AbstractsComputer Science

A computer vision approach for sewer overflow monitoring

by Meng Han




Institution: University of Illinois – Urbana-Champaign
Department: 0106
Degree: MS
Year: 2015
Keywords: Computer vision
Record ID: 2060778
Full text PDF: http://hdl.handle.net/2142/72810


Abstract

Combined Sewer Systems (CSS) exist in over 700 communities across the United States. Under extreme wet conditions, excess inflow which is beyond the capacity of CSS results in Combined Sewer Overflows (CSOs); the consequence being direct discharge of untreated water into the environment. Current CSO monitoring methods rely on in situ placement, where the sensors are installed within the combined sewer chambers and the harsh environment may decrease the expected lifetime of the sensors. Other limitations include high costs and accessibility difficulties for the sensing equipment. CSOs are a major concern for maintaining acceptable water quality standards and thus better monitoring is required. To overcome current CSO sensing limitations, this work has created a computer vision based approach for CSO monitoring from outlet points of CSS. This approach relies only on video capture of CSO events at outlet points where there is flow out of a CSS, thus a camera can be installed outside of the CSS without any contact with water. The proposed methodology is capable of detecting, identifying and tracking CSOs by motion, shape and color features. It is also able to measure flow rate based on a proposed model and two provided dimensions.

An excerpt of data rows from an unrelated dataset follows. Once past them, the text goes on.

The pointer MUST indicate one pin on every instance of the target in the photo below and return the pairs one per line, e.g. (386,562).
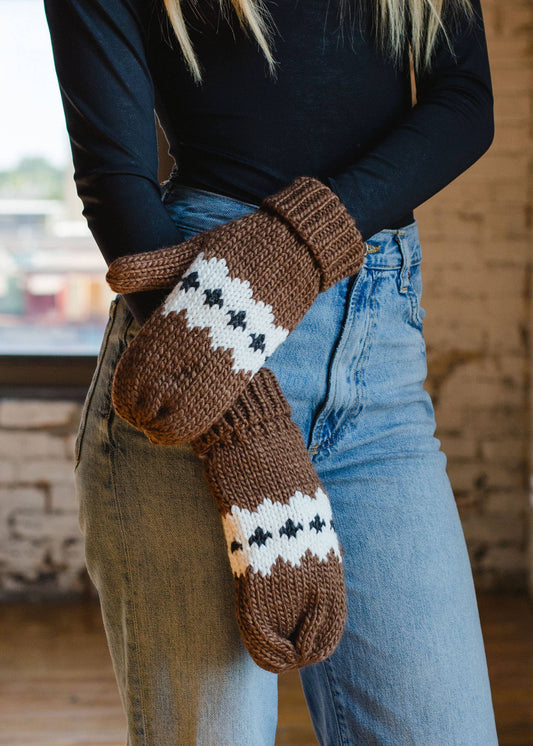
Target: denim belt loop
(405,273)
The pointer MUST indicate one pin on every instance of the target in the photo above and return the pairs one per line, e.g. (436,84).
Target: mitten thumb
(153,270)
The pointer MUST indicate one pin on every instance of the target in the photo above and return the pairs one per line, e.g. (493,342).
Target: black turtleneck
(338,109)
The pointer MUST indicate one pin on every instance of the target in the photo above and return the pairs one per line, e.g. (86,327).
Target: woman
(249,108)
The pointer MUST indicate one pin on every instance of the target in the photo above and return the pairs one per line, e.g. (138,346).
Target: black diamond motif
(317,523)
(213,298)
(259,537)
(190,281)
(290,529)
(258,342)
(237,319)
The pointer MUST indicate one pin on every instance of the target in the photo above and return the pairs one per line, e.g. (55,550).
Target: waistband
(193,207)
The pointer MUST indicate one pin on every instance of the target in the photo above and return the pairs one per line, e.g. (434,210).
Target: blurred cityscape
(53,296)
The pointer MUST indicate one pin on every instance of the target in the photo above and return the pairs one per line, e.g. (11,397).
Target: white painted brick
(64,497)
(25,445)
(52,471)
(22,414)
(17,498)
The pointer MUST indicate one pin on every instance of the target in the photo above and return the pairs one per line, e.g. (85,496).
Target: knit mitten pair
(281,541)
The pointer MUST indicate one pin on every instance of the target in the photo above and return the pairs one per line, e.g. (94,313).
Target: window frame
(61,376)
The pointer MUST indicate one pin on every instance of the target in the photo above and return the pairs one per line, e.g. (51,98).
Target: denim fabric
(411,667)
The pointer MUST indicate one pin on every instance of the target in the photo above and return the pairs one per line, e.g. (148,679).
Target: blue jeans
(411,667)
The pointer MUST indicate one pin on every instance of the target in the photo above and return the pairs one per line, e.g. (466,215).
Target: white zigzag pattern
(241,524)
(237,296)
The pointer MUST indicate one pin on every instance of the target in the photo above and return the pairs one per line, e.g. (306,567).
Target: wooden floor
(57,686)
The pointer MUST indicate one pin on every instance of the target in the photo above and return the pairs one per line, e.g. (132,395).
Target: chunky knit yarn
(280,535)
(248,284)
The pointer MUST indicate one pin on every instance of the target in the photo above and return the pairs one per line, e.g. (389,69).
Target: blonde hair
(399,25)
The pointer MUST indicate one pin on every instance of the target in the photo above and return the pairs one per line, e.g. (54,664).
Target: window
(54,300)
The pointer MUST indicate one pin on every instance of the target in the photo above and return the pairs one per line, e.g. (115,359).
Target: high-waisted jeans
(411,666)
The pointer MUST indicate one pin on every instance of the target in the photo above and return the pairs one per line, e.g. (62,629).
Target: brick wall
(476,237)
(41,547)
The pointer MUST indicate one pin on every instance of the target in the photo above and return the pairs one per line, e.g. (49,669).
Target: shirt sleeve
(449,128)
(108,101)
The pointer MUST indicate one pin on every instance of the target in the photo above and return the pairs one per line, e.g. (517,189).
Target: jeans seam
(112,450)
(319,424)
(339,720)
(94,383)
(357,405)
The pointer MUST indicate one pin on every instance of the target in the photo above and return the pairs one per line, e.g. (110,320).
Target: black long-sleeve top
(338,109)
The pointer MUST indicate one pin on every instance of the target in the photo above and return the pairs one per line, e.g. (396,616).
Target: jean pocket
(414,292)
(93,385)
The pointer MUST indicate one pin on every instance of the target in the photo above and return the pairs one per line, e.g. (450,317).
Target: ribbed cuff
(324,223)
(262,402)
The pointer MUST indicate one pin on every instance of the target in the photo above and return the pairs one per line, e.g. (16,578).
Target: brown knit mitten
(281,541)
(249,283)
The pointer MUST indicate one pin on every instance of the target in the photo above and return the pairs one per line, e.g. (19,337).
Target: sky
(32,120)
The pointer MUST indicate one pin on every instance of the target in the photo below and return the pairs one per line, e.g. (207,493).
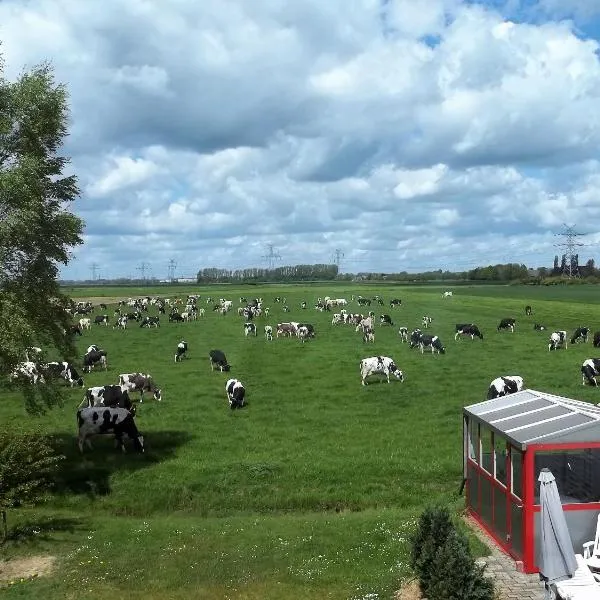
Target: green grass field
(312,489)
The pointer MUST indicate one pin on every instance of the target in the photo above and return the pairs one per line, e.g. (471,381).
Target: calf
(99,421)
(580,334)
(140,382)
(181,351)
(507,324)
(382,365)
(590,369)
(558,339)
(236,393)
(503,386)
(249,329)
(218,359)
(468,329)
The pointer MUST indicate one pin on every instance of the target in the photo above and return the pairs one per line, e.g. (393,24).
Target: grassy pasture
(311,490)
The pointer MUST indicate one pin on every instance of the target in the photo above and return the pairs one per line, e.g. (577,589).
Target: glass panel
(500,453)
(577,474)
(485,440)
(517,471)
(516,515)
(486,500)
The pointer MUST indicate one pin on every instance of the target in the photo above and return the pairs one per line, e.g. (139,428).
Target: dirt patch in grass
(12,571)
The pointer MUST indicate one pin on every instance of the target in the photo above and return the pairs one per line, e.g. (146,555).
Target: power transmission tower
(271,256)
(570,235)
(172,267)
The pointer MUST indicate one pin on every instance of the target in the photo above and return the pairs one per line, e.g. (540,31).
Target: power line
(571,267)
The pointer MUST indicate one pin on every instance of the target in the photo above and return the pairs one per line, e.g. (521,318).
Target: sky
(408,135)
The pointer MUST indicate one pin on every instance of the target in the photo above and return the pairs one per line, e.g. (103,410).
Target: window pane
(577,474)
(517,471)
(500,454)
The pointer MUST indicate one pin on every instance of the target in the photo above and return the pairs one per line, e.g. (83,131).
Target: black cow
(218,359)
(507,324)
(590,369)
(93,358)
(468,329)
(580,334)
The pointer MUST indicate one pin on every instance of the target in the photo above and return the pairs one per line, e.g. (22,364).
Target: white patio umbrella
(557,558)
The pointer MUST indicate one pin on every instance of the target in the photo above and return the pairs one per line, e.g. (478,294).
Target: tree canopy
(37,231)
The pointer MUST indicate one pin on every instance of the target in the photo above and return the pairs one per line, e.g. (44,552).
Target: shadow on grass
(89,473)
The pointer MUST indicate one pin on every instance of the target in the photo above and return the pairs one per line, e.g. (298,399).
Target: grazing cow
(117,421)
(590,369)
(557,339)
(93,358)
(507,324)
(112,396)
(218,359)
(580,334)
(468,329)
(150,322)
(66,371)
(249,329)
(382,365)
(433,342)
(181,351)
(28,370)
(236,393)
(503,386)
(140,382)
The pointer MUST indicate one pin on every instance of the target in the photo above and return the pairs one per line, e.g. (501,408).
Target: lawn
(312,489)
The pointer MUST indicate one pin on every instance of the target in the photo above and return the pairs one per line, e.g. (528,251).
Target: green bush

Consequently, the approach can characterize CSOs in terms of occurrence, duration and flow rate. In addition, the algorithm package is implemented in a Windows desktop application for data visualization, and an iOS application for real-time CSO video capturing and processing. The computer vision approach was tested in a laboratory environment with three different flow rate conditions: 5, 15 and 25 gallons per minute. The performance was evaluated by comparing the results reported by the approach with the ground-truth baselines. The detection of an overflow event using the computer vision approach is 1.0 second slower than a ground-truth method. Flow rates reported by the computer vision approach are within 12\% from the ground-truth flow rate baseline. The results of this work have shown that computer vision can be used as a reliable method for monitoring overflows under laboratory conditions. It opens the possibility of applying computer vision techniques in CSO monitoring from outlet points with mobile devices in the field.